Wpisy archiwalne w miesiącu

Czerwiec, 2007

Dystans całkowity:359.04 km (w terenie 10.00 km; 2.79%)
Czas w ruchu:14:31
Średnia prędkość:24.73 km/h
Liczba aktywności:12
Średnio na aktywność:29.92 km i 1h 12m
Więcej statystyk

Do pracy i z pracy

Środa, 6 czerwca 2007 · Komentarze(0)
Kategoria Samemu
Do pracy i z pracy

Ponieważ jadąc MPK nie zdążyłbym do pracy na czas, więc pojechałem rowerem. Czas - 2 razy szybciej niż komunikacją miejską :). Po pracy pojechałem jeszcze na Chrobrego gdzie odbywało się "spotkanie po latach" ludzików z liceum :)

Zamiast nauki :P

Wtorek, 5 czerwca 2007 · Komentarze(0)
Kategoria Samemu
Zamiast nauki :P

Sesja za pasem, a ja zamiast się uczyć postanowiłem wyskoczyć na rower. Była ku temu okazja, bo na rachunkowości były tylko wpisy, miałem więc godzinę na górkę.

Nowe oponki toczą się niemal bezszelestnie. Nowy licznik sprawuje się wyśmienicie. Nie oszczędzałem się dzisiaj, bo wiedziałem, że będzie krótko i gdy dojechałem do Śródki miałem średnią 29,11 km/h (na Garbarach było 30,13 km/h spadło gdy toczyłem się do ronda bez pedałowania).

Zajechałem na ESSO celem podpompowania kółek. Manometr wskazywał w obu kołach niecałe 2,5 bara, więc podwoiłem tę wartość i... wracało się naprawdę super. Owszem, czułem szczeliny w kostce brukowej, ale opony stawiały minimalny opór.
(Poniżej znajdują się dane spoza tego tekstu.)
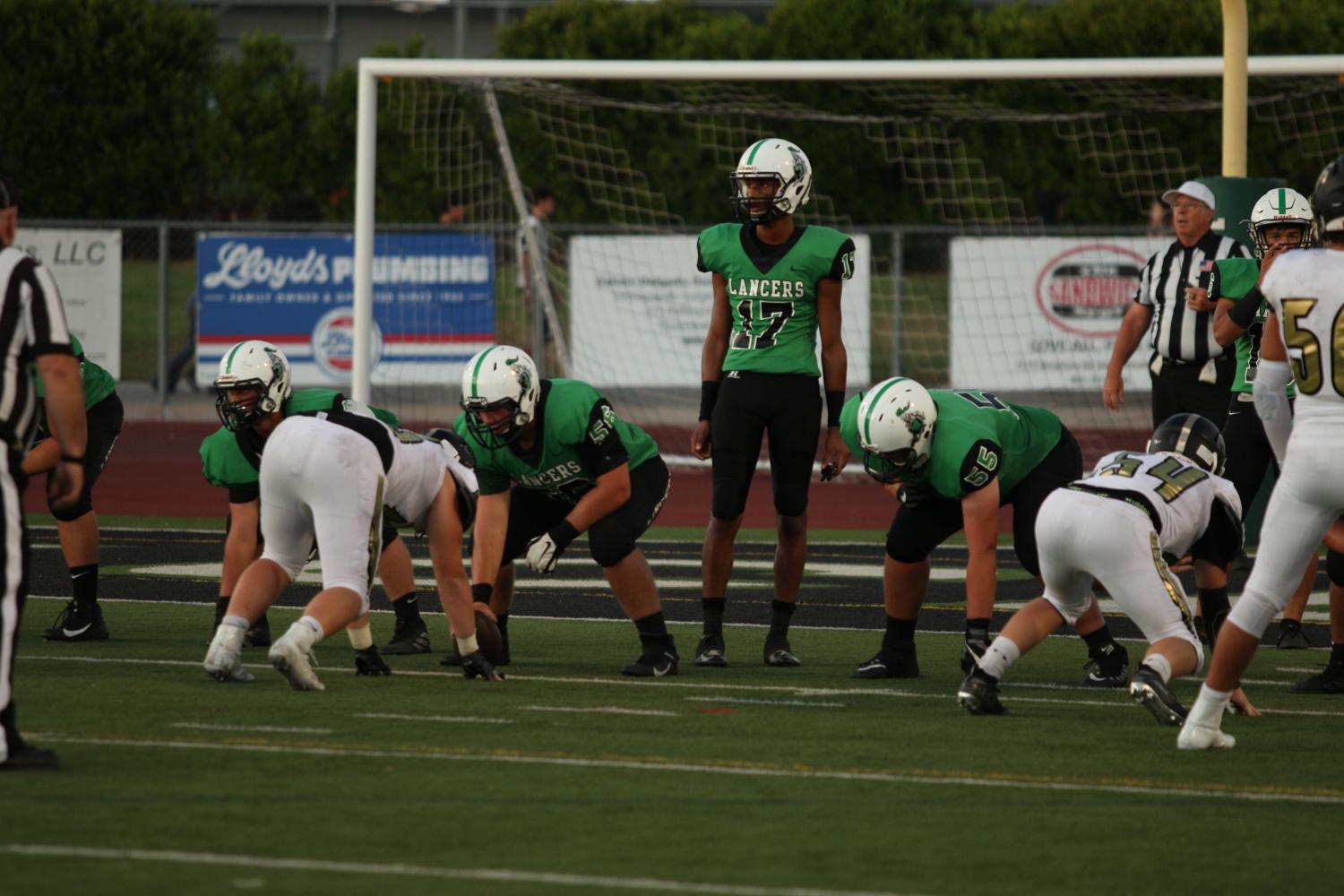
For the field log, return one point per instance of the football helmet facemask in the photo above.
(500, 378)
(261, 371)
(1328, 201)
(1281, 207)
(1193, 437)
(895, 426)
(781, 163)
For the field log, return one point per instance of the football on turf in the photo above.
(488, 637)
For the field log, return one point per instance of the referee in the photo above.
(1191, 373)
(32, 330)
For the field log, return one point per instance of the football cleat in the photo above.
(225, 659)
(408, 638)
(78, 624)
(258, 634)
(890, 664)
(655, 662)
(1330, 680)
(1203, 737)
(780, 654)
(1290, 635)
(368, 662)
(1152, 694)
(296, 664)
(1109, 667)
(980, 696)
(970, 653)
(710, 651)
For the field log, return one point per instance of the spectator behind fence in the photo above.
(32, 325)
(1191, 373)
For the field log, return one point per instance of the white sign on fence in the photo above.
(1042, 314)
(88, 269)
(640, 311)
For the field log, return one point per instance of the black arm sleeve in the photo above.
(601, 449)
(1222, 538)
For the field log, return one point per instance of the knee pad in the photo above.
(1254, 611)
(1335, 567)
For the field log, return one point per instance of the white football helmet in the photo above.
(255, 366)
(1281, 206)
(500, 378)
(787, 166)
(895, 425)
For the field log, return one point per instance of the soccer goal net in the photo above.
(1000, 214)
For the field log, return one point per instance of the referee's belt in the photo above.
(1133, 498)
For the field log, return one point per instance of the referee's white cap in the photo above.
(1193, 190)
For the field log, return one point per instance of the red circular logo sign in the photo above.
(1088, 289)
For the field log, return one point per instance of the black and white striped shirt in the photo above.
(1176, 332)
(32, 323)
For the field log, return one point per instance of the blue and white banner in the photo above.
(433, 303)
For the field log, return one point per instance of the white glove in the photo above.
(542, 554)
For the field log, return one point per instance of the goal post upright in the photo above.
(371, 72)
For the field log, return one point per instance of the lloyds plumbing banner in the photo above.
(433, 303)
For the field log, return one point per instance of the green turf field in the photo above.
(572, 780)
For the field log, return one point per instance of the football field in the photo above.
(569, 778)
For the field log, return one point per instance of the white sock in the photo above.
(1000, 654)
(1209, 707)
(1159, 664)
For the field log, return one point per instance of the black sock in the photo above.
(781, 613)
(85, 583)
(1098, 638)
(406, 607)
(714, 614)
(900, 633)
(653, 630)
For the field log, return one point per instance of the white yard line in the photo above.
(478, 720)
(494, 874)
(609, 711)
(793, 772)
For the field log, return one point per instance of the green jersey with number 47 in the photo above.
(773, 293)
(580, 438)
(976, 440)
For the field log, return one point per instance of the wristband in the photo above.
(564, 533)
(709, 395)
(1246, 308)
(835, 401)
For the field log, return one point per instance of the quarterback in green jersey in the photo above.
(81, 619)
(253, 397)
(553, 460)
(777, 285)
(1281, 220)
(957, 457)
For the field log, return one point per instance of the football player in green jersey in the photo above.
(77, 525)
(553, 460)
(959, 455)
(253, 397)
(1281, 220)
(776, 287)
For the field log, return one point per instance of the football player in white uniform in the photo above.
(411, 479)
(1305, 295)
(1120, 525)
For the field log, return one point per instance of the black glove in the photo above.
(370, 662)
(476, 664)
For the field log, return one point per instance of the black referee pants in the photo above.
(13, 589)
(1177, 390)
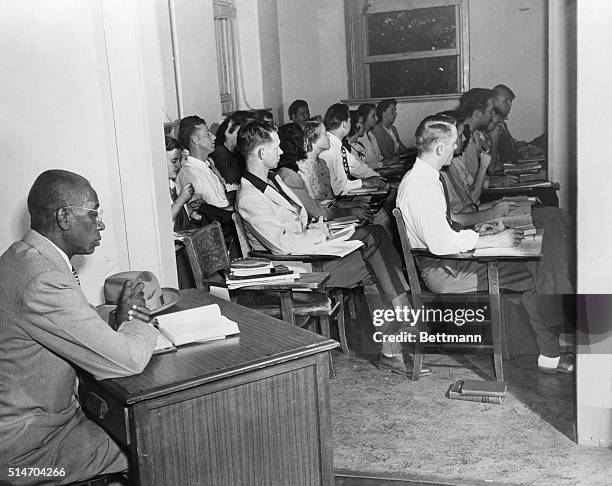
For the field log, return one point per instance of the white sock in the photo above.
(546, 362)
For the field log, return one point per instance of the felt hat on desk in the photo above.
(157, 299)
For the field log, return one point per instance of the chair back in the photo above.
(245, 246)
(411, 269)
(207, 253)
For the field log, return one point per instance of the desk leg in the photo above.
(287, 307)
(496, 324)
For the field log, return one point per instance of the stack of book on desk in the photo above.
(205, 323)
(256, 271)
(478, 391)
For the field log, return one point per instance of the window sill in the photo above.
(404, 99)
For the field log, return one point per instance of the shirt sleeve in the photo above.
(58, 316)
(211, 190)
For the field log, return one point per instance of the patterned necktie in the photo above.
(76, 276)
(453, 224)
(345, 161)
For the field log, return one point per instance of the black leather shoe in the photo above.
(566, 365)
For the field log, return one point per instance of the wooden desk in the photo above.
(249, 410)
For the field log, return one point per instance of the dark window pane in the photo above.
(422, 29)
(414, 77)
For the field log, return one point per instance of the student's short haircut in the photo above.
(237, 119)
(253, 135)
(335, 115)
(431, 130)
(295, 106)
(475, 100)
(171, 144)
(293, 145)
(187, 126)
(364, 110)
(384, 106)
(313, 131)
(502, 89)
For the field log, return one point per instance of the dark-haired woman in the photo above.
(227, 161)
(385, 132)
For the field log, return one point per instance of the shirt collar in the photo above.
(334, 140)
(62, 254)
(256, 181)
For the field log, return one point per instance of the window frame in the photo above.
(227, 62)
(356, 38)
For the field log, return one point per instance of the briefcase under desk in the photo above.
(248, 410)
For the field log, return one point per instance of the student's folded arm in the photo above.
(280, 239)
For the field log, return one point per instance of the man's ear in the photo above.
(63, 216)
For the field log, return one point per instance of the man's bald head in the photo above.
(54, 189)
(504, 97)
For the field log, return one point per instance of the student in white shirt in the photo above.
(346, 172)
(423, 202)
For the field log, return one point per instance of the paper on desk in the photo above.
(530, 246)
(332, 248)
(199, 324)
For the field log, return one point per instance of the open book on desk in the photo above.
(529, 247)
(205, 323)
(332, 248)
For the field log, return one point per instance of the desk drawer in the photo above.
(105, 410)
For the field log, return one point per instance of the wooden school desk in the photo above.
(246, 410)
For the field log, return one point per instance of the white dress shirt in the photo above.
(421, 199)
(333, 158)
(373, 155)
(205, 182)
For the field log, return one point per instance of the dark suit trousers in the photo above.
(378, 263)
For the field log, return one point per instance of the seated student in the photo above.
(227, 161)
(347, 173)
(422, 200)
(462, 189)
(316, 175)
(180, 217)
(49, 329)
(502, 143)
(277, 221)
(352, 143)
(210, 202)
(476, 106)
(293, 148)
(385, 132)
(180, 212)
(299, 112)
(366, 114)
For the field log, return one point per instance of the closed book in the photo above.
(250, 263)
(480, 387)
(476, 398)
(266, 272)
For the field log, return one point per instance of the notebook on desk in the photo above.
(530, 246)
(205, 323)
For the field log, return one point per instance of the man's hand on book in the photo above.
(132, 303)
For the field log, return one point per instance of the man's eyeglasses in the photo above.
(98, 212)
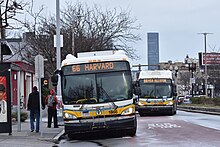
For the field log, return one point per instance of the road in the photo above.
(183, 129)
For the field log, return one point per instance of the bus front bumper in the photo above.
(101, 124)
(147, 109)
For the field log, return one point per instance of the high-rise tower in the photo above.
(153, 50)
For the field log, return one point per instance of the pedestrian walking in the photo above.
(51, 102)
(34, 107)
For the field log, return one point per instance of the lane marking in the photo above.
(163, 126)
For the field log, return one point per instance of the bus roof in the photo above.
(165, 74)
(95, 57)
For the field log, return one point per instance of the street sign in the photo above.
(39, 66)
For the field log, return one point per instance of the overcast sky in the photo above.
(178, 23)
Z powrotem, na Alei Wielkopolskiej pogoniłem 50,5 km/h (obok aut, więc było troszeczkę łatwiej), ale potem przez Sołacz i Olimpię musiałem łapać oddech i jechałem spokojnie 26-28 km/h. Na Golęcinie z przystanku akurat ruszało 95, ale skubany miał trochę więcej pary w kołach (:P) i po 400 metrach (54,02 km/h) zaczął mi wyraźnie uciekać, więc dałem spokój i od tego momentu zaczął się mój koszmar.

Na wiadukt wjechałem jeszcze przy 32 km/h, ale potem zacząłem ciężko oddychać i domu dojechałem już na luzie wręcz. Wstawiłem rower do garaży i zaczęło mi się kręcić w głowie, a tu jeszcze trzeba na 2. piętro wejść :). Posiedziałem trochę na poręczy z głową między kolanami, posapałem, posapałem i żałowałem, że w ogóle poszedłem na ten rower. Mocno pochylony wdrapałem się do domu i walnąłem się od razu na podłogę do salonu gdzie przeleżałem prawie 10 minut. Nigdy więcej...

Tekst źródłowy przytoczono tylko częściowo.